- cross-posted to:
- hackernews@lemmy.smeargle.fans
- cross-posted to:
- hackernews@lemmy.smeargle.fans
This is awesome, your English is better than most British people, and your library looks really cool.
Will definitely be checking this out.
Very nice article, your English isn’t a problem at all!
Very cool! So this library leverages SBCL’s ability to have specialized arrays of single-floats (for example)? If U-A-E-T returns T then you’ll suffer the cost of dereferencing a pointer for each object otherwise.
Hey, let me know what do you think about the tutorial for my Common Lisp ECS framework. (Especially anxious about my bad english)

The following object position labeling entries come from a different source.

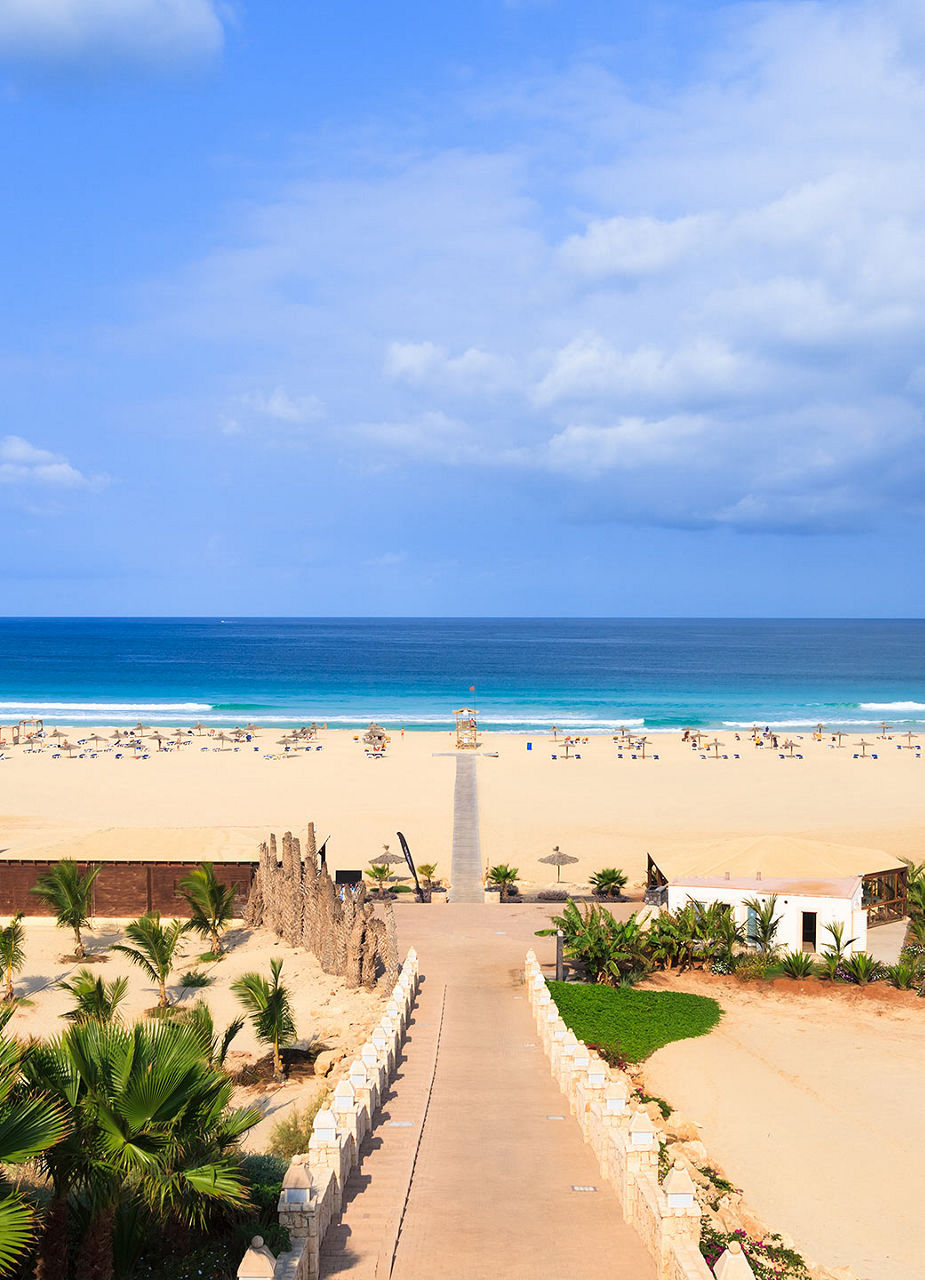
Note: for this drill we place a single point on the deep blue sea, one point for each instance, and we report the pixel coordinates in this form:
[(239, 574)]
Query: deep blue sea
[(527, 672)]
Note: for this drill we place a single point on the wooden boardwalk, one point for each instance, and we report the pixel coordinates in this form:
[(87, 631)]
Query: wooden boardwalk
[(466, 872)]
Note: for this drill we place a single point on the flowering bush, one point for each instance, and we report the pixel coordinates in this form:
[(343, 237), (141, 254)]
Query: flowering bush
[(769, 1258)]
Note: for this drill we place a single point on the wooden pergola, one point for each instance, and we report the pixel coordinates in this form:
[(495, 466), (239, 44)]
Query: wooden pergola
[(466, 728)]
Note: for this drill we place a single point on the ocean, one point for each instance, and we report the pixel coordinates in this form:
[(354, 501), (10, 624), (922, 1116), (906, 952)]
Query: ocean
[(529, 673)]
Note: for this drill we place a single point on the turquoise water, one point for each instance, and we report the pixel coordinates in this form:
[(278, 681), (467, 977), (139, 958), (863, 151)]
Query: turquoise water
[(529, 672)]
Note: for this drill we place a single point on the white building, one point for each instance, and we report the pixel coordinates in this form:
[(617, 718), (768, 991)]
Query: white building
[(815, 885)]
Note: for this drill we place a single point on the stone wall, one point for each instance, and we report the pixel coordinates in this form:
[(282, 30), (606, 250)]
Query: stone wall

FWIW, I’m a native speaker of English. I just skimmed this article and I think that your written English is good.
Thanks!
Heya, just wanted to say thanks for using my new name despite the old one still being on the paper you linked! ❤️
Sure, no sweat. Thanks for your amazing article 😊
Theres 2 major aspects of ECS that are good for gamedev. They can be implemented together or separate, and games have been using both of these since the 90s only without all the new fangled terminology.
Your ECS is a great description of a decent way to lay out fast, cache aware systems.
For gameplay I prefer the other type of component systems. This one is generally seen as using GetComponent(); then operating on it or doing something else if it doesnt exist. Unity uses it ok, but the best example of it via a talk by Brian Bucklew the primary developer behind Caves of Qud.
I feel LISP/Scheme style languages would be great at building nice DSLs for handing both types, whether individually or together. Ive never really put an ideas to paper here though.
I reckon I’ve seen this video when I was initially researching ECS couple of years ago, but now the details fade, probably need to rewatch it.